# Power-LED Blinken im Standby



## Mayday21 (25. August 2008)

Hallo,

wenn ich mein Vista in den Standby schicke, dann blinkt meine Power-LED. 
Das hat mich gestört und ich hab nach einer Einstellung gesucht, die das deaktiviert hätte, aber nichts gefunden.
Dann - eines Tages, blinkte es plötzlich nicht mehr, nachdem ich im Standby war. Ich mich schon gefreut, aber auch gewundert. 
Ein paar Wochen später: es blinkte wieder!
Dann wieder nicht mehr, und aktuell nun wieder schon.

Hat irgendjemand eine Ahnung, ob und wie man das aktivieren kann?

Board: Asus Maximus Formula.

Gruß, Mayday21


----------



## moddingfreaX (25. August 2008)

Kann man glaub ich nicht deaktivieren (du schriebst am Ende aktivieren) aber du kannst natürlich einfach die Power LED am Mainboard abziehen! Leider funktioniert sie dann garnicht mehr


----------



## aurionkratos (25. August 2008)

Jup, da sollte das Mainboard dran schuld sein. Und außer abziehen (s.o.) wirst du da nicht viel tun können.


----------



## nfsgame (26. August 2008)

Du kannst ja nen Schalter zwischensetzen um die LED zu deaktivieren wenn du in Standby gehst.


----------



## moddingfreaX (26. August 2008)

nfsgame schrieb:


> Du kannst ja nen Schalter zwischensetzen um die LED zu deaktivieren wenn du in Standby gehst.



Eine gute Idee! Einfach nen Schalter dranlöten und am Gehäuseäußeren Befestigen! So wie bei dir die Lampe im Zimmer


----------



## Player007 (26. August 2008)

Die blinkende LED hatte ich bisher nur bei einem alten ALDI PC, genauer gesagt der MD8000 

Evtl. hängt das mit einer BIOS Einstellung zusammen.

Gruß


----------



## theLamer (26. August 2008)

nfsgame schrieb:


> Du kannst ja nen Schalter zwischensetzen um die LED zu deaktivieren wenn du in Standby gehst.



Ja entweder das, oder einfach abziehen....
Aber wer macht das, nur wegen einer blinkenden LED am stinknormalen PC ? 

Wenn es dich nicht stört, dass sie dann gar nicht mehr funktioniert, ist das die beste Lsg.


----------



## quantenslipstream (26. August 2008)

Ist bei meinem PC auch so.
Wenn ich abschalte, ist sie aus.
Bei Stand by blinkt sie. Dabei ist es egal.

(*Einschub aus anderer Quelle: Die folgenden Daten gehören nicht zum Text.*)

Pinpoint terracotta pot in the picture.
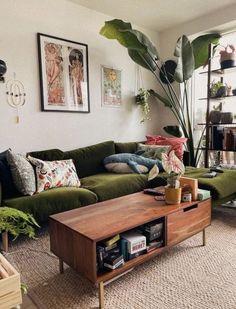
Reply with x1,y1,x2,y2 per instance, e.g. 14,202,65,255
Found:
220,45,236,69
165,187,182,204
221,112,234,123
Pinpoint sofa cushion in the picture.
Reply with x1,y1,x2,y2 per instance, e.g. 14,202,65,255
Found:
3,187,97,223
184,167,236,199
81,173,148,201
28,149,64,161
0,150,21,199
28,156,80,193
7,149,36,195
115,142,138,153
64,141,115,178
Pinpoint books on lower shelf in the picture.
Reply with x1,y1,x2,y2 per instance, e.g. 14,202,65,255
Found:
197,189,211,201
96,218,164,271
209,126,236,151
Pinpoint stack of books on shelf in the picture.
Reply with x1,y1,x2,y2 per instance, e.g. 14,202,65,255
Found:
97,234,124,270
96,220,164,271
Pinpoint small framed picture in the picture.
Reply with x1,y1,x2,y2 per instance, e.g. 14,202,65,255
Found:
102,66,122,107
37,33,90,113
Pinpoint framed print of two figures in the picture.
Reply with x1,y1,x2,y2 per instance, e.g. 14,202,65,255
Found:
37,33,90,113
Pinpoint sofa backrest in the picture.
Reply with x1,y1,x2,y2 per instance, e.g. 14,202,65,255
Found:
28,149,64,161
64,141,115,178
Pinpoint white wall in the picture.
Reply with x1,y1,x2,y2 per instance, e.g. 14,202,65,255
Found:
157,5,236,132
0,0,158,151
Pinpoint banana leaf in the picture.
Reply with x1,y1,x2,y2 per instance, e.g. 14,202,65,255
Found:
191,33,221,70
100,19,159,72
163,126,182,137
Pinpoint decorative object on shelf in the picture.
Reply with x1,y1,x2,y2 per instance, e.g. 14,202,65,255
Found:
159,60,177,85
221,112,234,123
225,84,233,97
135,88,151,122
6,73,26,123
102,66,121,107
209,102,222,124
162,150,185,204
220,44,236,69
209,110,221,124
0,60,7,83
37,33,90,113
100,19,221,166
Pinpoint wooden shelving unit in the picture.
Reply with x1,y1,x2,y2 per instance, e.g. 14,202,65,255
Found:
198,45,236,168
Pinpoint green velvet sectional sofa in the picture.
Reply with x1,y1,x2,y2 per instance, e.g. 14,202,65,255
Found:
0,141,236,223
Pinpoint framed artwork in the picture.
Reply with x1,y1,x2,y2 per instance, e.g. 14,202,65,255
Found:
37,33,90,113
102,66,121,107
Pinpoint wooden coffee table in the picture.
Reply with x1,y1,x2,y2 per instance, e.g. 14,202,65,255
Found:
50,192,211,308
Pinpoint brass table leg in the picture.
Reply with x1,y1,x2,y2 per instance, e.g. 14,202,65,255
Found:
2,232,8,252
59,258,64,274
202,229,206,246
98,282,105,309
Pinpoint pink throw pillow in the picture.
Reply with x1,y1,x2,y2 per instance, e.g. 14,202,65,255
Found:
146,135,188,160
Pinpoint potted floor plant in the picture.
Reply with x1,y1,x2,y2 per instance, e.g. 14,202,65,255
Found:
0,207,39,251
100,19,220,166
162,150,185,204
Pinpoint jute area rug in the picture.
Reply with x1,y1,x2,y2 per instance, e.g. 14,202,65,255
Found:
6,208,236,309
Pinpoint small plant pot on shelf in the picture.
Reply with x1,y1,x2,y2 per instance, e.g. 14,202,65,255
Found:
220,45,236,69
165,187,182,204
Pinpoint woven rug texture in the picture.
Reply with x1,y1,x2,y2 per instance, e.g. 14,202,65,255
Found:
6,207,236,309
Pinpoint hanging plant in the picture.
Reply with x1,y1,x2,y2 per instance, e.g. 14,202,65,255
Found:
135,88,151,122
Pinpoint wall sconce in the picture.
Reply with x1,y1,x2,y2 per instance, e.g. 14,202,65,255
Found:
0,60,7,83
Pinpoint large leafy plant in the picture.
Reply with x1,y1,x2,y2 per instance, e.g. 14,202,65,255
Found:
100,19,220,166
0,207,39,238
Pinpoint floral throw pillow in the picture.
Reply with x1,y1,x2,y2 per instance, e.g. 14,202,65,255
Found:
28,156,80,193
136,143,171,160
6,149,36,195
146,135,188,160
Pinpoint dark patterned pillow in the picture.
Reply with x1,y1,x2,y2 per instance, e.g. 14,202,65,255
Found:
7,150,36,195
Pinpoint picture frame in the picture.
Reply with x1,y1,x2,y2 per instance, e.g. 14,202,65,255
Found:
101,65,122,107
37,33,90,113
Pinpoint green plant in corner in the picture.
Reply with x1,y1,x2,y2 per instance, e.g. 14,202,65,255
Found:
100,19,220,166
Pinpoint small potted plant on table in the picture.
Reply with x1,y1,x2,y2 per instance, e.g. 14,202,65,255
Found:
162,150,185,204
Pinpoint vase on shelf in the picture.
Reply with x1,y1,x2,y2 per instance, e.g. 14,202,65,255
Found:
221,112,234,123
209,110,222,124
220,44,236,69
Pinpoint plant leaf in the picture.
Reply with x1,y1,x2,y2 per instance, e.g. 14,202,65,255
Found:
191,33,221,69
99,19,147,52
174,35,194,83
163,126,182,137
149,89,172,108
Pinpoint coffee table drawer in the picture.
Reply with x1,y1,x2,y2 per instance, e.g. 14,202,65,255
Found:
167,199,211,246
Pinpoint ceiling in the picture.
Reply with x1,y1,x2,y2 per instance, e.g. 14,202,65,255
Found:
70,0,236,31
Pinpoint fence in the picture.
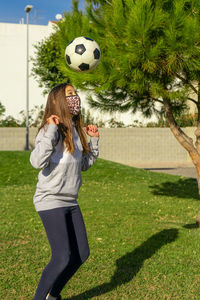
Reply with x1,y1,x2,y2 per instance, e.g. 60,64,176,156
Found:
0,127,195,165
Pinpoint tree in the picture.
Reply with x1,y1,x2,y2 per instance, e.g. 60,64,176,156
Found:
31,0,200,226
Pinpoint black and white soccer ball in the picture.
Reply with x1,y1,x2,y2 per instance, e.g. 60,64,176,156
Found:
65,36,101,72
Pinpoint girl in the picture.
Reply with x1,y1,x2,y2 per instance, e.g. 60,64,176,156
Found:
30,83,99,300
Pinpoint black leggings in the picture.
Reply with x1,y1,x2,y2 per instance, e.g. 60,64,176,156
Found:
34,205,89,300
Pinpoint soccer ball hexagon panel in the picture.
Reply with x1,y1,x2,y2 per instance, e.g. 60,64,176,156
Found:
65,36,101,72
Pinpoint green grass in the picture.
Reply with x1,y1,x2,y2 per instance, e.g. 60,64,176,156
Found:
0,151,200,300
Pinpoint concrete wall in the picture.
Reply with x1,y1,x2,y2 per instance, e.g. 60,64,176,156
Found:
0,127,195,165
0,22,157,125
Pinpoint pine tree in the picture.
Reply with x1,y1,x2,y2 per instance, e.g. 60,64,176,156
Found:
82,0,200,226
32,0,200,226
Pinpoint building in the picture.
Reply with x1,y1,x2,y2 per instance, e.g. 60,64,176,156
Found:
0,22,155,125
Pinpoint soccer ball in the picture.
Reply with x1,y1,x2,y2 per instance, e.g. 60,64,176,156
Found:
65,36,101,72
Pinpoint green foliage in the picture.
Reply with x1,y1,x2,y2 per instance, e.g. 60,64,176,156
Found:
31,33,63,94
33,0,200,122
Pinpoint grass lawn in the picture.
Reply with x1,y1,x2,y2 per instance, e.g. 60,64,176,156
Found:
0,151,200,300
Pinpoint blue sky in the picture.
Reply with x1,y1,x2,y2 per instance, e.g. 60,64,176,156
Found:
0,0,84,25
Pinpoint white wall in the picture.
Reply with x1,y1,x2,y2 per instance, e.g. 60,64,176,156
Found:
0,22,158,125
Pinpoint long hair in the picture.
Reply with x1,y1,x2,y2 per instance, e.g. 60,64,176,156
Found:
37,83,89,154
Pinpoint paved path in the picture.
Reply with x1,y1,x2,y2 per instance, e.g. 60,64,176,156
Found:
132,162,197,178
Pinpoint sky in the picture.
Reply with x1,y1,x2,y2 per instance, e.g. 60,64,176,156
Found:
0,0,84,25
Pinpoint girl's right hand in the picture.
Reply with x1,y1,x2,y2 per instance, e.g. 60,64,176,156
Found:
47,115,60,125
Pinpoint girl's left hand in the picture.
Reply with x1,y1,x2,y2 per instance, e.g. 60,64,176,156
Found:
85,125,99,137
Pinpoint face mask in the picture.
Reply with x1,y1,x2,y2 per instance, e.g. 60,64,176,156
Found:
66,95,81,115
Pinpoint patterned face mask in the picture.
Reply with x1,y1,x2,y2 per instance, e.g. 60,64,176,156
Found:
66,95,81,115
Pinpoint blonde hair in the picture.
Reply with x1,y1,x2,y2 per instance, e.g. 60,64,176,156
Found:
37,83,89,154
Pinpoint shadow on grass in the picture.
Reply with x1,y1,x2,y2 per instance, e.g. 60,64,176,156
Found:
64,228,178,300
149,178,199,200
183,223,199,229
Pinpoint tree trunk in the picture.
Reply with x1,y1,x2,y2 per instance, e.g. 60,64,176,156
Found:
163,98,200,227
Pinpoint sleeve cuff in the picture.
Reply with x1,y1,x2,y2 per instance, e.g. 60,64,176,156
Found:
90,137,99,146
45,124,58,141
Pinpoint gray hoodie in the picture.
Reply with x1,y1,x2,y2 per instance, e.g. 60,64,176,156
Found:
30,124,99,211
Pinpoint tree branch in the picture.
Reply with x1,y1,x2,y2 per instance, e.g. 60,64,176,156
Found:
188,97,198,106
174,72,198,94
163,98,197,153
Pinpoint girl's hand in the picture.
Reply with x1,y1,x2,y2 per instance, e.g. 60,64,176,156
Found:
85,125,99,137
47,115,60,125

Ob unter XP oder Vista.
Ist eben so.
Dass die plötzlich mal nicht merh geblinkt hat, ist mir nicht bewusst.


----------



## EGThunder (26. August 2008)

Die LED zeigt doch damit nur an das der PC immer noch läuft und nicht abgeschaltet ist. Ist also eine visuelle Anzeige für den Benutzer ob er aus ist oder nicht. Finde ich gar nicht schlecht so muss man nicht erst zum PC laufen. 

Aber ne Einstellung wirst du dafür im BIOS nicht finden.

EG


----------



## Bumblebee (27. August 2008)

Genau so isses *Thunder rechtgeb*
das ist ein *Feature* und kein *Fehler*


----------



## killer89 (1. September 2008)

Leute, bei meinem Board kann man dieses Blinken afaik abstellen, ich weiß bloß grad nicht die Einstellung, wenn ich wieder @ home bin denk ich hoffentlich dran 

MfG


----------



## aurionkratos (2. September 2008)

Eventuell gibts es auch Boards wo man das jumpern kann. Im Bios geht sowas eigentlich nicht.


----------



## killer89 (3. September 2008)

Hmm... k, war doch "Fehlalarm" ich meinte das gesehen zu haben... aber naja... jeder kann sich mal täuschen... 
Alternativ könnte man auch einfach einen anderen Standby-Modus wählen, beispielsweise den Ruhezustand, dauert zwar länger, aber blinkt nicht 

MfG


----------



## aurionkratos (3. September 2008)

Und verbraucht weniger Strom


----------